Eigentlich hatte Karl gar keine Lust auf Kaffee, besann sich dann aber dazu, dass ihm eine kleines Stück Normalität vielleicht helfen konnte, den wilden Traum zu verarbeiten. Er konnte sich nur an Fragmente erinnern. Während er an dem heißen Getränk nippte, zogen Bilder eines viel zu großen, mit Menschen vollgepackten und viel zu kleinen Raum vorbei.

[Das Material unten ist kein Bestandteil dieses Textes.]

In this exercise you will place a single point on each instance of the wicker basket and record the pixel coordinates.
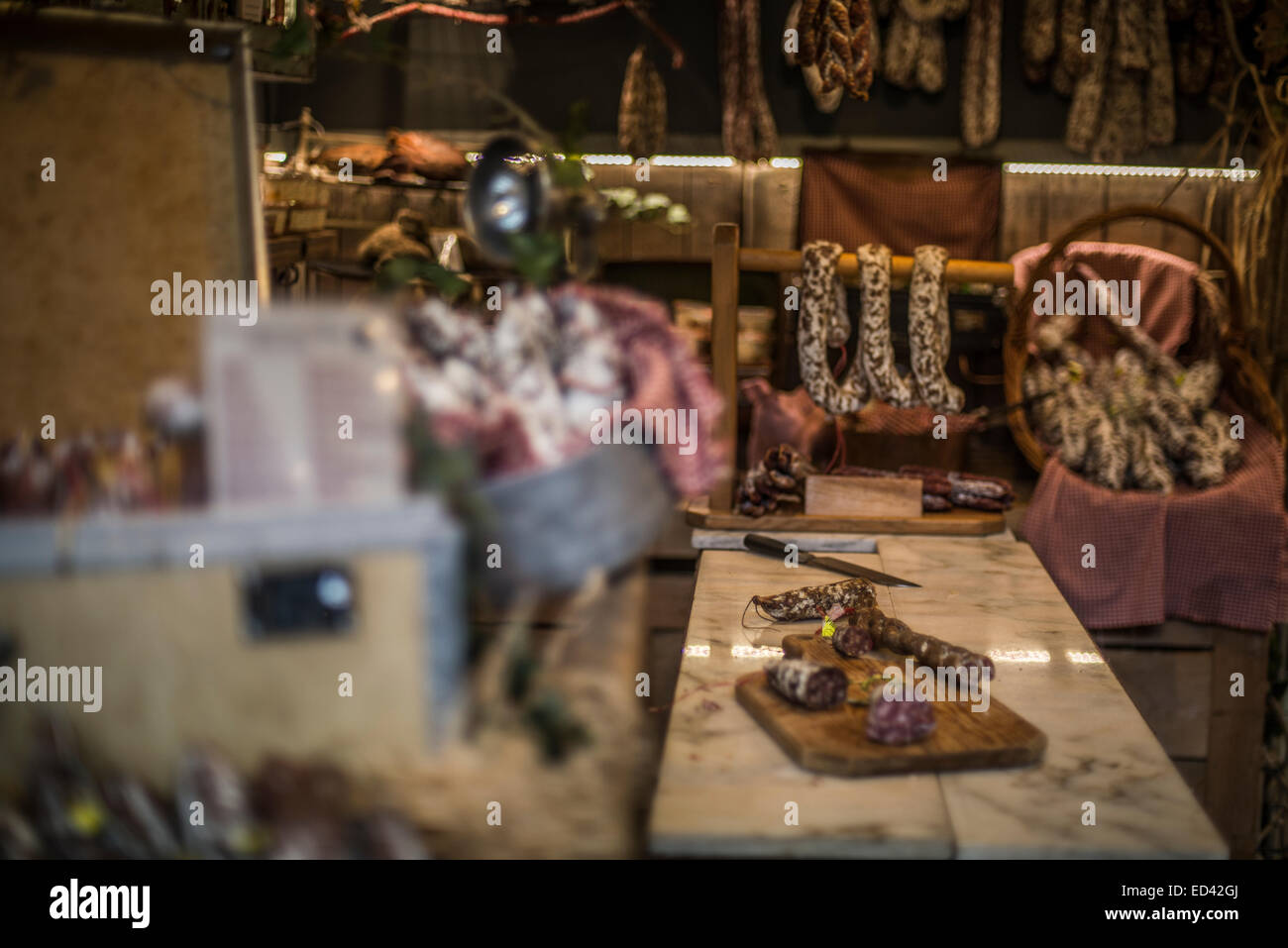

Er war wieder in der Realität angekommen und bemühte sich, die Albtraum artigen Bilder in die hintersten Winkel seines Bewusstseins zu verbannen.

Nachdem er die Hälfte der Tasse geleert hatte, fühlte er sich schon besser.

Er hatte seitdem er begonnen hatte den Kaffee zu trinken unter der Beobachtung der Flugbegleiter gestanden, auch wenn sie sich bemühten, es nicht zu offensichtlich werden zu lassen. Verstohlen bemühten sie sich um ein Gespräch, sahen aber immer wieder zu dem einzigen Gast in der Kabine hin als wollten sie sich versichern, dass er immer noch da war.

Karl winkte sie zu sich. Diesmal kam der Mann.

“Ich kann in dem Flugzeug nicht telefonieren, richtig?”

“Leider, nein”. bekam er als aufrichtig bedauernde Antwort.

“Und das Internet?”

“Dafür ist unser Flugzeug leider zu alt. Und außerdem würden die Funksignale die Instrumente im Cockpit zu sehr beeinträchtigen.”

Karl wusste, dass dies eine Lüge war. Ein Märchen der Luftfahrt, dass sich seit dem Aufkommen von Mobiltelefonen in das Bewusstsein der Menschheit eingebrannt hatte. Obwohl es sehr wohl nur dann ein Problem darstellte, wenn hunderte von Geräten in den großen Linienmaschinen versuchten, eine Verbindung aufzubauen. Das würde hier wohl kaum der Fall sein. Karl war aber nicht in der Stimmung, eine Diskussion anzuzetteln – obwohl es in der Situation sicherlich angemessen wäre. Aber was sollte jetzt sonst anderes tun.

“Ich muss Kontakt zu meiner Familie aufnehmen. Sie sind in Ashdod. Sie haben den Angriff knapp überlebt. Ich muss versuchen, mit ihnen Kontakt aufzunehmen“, sagte Karl in dem Versuch, Mitleid bei dem jungen Flugbegleiter zu erregen.

Der junge Mann zeigte eine recht betroffene Miene und drückte mit einem verlegenen Hochziehen der Schultern sein Bedauern aus. Es reicht Karl als Antwort und ließ sich wieder in den reich gepolsterten Ledersitz sinken. Sein Blick führte zum Fenster hinaus und er dachte nach.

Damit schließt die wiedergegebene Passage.